Some factors can influence marbofloxacin dynamic process in animal body, as lactogenic and gestation, and behind the oral marbofloxacin of sow, the t of pregnant pig _{1/2 β}(10.09h) obviously be longer than lactogenic pig (5.74h), medicine the body clearance rate of lactogenic pig also higher (3.27ml/ (minkgbw), so, answer escalated dose when marbofloxacin is used for treatment between lactation period.Under dog injury of kidney state, the medicine kinetic parameter of marbofloxacin changes little, prompting runs into the dosage regimen that slight renal dysfunction can be adjusted marbofloxacin when clinical practice, and the people cures when using fluoroquinolones, then need prolong dosing interval as renal insufficiency and reduce consumption, cause side effect to avoid drug accumulation.Thomas(1994) the marbofloxacin intramuscular injection is infected the pharmacokinetic studies of ruminating calf health and pasteurella haemolytica and is found that marbofloxacin all has high bioavailability at both, but sick cattle is to the absorption of medicine with eliminate speed all less than healthy cattle.

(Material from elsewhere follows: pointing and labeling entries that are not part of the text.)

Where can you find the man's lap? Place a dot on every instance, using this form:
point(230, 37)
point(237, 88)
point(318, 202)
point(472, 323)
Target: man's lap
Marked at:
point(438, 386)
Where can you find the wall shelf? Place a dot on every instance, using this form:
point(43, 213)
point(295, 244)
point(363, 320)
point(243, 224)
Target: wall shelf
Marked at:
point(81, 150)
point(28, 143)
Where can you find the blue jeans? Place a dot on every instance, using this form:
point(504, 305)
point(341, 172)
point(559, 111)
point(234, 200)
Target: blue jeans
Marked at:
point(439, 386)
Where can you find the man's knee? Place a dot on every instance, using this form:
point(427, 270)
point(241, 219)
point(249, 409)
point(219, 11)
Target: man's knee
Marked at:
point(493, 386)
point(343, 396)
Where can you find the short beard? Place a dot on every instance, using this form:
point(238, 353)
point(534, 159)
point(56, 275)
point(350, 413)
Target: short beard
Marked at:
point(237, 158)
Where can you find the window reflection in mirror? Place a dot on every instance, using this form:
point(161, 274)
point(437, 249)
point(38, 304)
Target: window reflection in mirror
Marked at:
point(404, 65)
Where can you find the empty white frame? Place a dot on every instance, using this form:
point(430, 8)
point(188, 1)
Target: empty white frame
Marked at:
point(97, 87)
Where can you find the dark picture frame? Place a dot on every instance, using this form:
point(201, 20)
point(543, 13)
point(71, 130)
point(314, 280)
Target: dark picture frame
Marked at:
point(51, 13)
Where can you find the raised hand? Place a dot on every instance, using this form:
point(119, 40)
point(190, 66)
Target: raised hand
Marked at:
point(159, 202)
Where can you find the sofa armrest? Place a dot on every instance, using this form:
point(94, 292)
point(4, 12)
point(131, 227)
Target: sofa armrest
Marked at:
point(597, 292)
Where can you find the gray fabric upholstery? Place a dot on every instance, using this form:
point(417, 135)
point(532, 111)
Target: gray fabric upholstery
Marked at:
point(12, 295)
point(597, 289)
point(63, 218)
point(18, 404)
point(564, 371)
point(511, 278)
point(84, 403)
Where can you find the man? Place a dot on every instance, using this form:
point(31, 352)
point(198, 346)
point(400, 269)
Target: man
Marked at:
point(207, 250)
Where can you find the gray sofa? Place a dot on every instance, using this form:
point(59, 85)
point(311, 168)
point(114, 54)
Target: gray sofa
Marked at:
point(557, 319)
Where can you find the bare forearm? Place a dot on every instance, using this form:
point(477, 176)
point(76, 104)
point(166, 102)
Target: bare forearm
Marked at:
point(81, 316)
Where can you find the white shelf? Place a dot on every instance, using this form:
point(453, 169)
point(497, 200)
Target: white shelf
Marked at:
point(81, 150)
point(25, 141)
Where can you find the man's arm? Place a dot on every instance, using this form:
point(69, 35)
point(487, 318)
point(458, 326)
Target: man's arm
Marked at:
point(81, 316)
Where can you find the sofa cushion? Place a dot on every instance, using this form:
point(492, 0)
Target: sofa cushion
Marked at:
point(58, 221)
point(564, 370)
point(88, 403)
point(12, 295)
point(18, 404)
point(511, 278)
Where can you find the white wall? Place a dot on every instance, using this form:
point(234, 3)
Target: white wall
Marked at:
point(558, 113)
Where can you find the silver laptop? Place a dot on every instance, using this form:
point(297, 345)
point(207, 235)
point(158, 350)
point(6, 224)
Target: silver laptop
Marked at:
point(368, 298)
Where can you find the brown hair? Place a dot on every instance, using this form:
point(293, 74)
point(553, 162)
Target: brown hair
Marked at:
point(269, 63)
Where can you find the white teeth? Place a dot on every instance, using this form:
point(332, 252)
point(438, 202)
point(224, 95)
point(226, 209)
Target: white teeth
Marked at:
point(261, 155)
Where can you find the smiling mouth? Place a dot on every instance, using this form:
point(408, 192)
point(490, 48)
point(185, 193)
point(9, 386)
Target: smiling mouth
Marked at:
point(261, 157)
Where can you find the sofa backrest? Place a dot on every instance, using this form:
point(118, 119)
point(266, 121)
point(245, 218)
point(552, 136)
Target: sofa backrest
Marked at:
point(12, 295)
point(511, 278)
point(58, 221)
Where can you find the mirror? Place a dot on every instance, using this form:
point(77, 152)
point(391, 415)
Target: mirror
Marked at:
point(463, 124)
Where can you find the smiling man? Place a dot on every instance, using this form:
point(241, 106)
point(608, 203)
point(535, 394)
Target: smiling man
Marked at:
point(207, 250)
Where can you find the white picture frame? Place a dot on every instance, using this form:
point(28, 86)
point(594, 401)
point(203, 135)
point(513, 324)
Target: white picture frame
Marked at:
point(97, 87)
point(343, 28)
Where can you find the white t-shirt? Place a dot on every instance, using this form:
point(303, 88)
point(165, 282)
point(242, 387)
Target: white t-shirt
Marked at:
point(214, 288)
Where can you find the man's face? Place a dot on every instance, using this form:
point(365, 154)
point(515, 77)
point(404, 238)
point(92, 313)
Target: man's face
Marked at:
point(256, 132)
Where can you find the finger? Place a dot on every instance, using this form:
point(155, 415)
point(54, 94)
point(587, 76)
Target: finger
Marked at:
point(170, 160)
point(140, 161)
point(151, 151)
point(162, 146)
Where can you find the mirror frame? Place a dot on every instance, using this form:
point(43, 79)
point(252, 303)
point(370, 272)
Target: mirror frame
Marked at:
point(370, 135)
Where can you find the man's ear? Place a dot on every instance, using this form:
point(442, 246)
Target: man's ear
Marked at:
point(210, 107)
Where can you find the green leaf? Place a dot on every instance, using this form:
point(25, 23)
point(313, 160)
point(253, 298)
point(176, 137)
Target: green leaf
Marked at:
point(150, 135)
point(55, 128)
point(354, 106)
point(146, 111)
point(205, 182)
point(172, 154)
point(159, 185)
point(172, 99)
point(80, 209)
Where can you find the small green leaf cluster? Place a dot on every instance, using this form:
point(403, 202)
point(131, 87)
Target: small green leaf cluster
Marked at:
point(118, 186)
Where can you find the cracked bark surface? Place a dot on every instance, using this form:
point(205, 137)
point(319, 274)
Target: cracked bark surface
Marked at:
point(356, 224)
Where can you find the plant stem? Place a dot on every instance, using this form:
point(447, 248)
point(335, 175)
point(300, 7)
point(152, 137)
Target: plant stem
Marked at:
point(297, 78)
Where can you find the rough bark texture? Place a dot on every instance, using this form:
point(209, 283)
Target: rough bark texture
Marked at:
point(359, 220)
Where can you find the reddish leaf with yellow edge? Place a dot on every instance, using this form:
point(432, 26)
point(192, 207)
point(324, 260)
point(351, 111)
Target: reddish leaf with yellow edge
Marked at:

The side effect of marbofloxacin poison is little, and untoward reaction is light, seldom causes such as side effect such as nausea,vomiting,diarrhea, spasm.

The toxicity of marbofloxacin is low, to the oral LD of mice ₅₀Being 1781mg/kg, is 3772mg/kg to rat, hypodermic LD ₅₀Be the 972mg/kg(mice) and the 2094mg/kg(rat), the Mus poisoning symptom comprise movable reduce, tremble, spasm.Fool proof to dog, can not cause joint and cartilage injury in 3 months with the 6mg/kg successive administration every day pup.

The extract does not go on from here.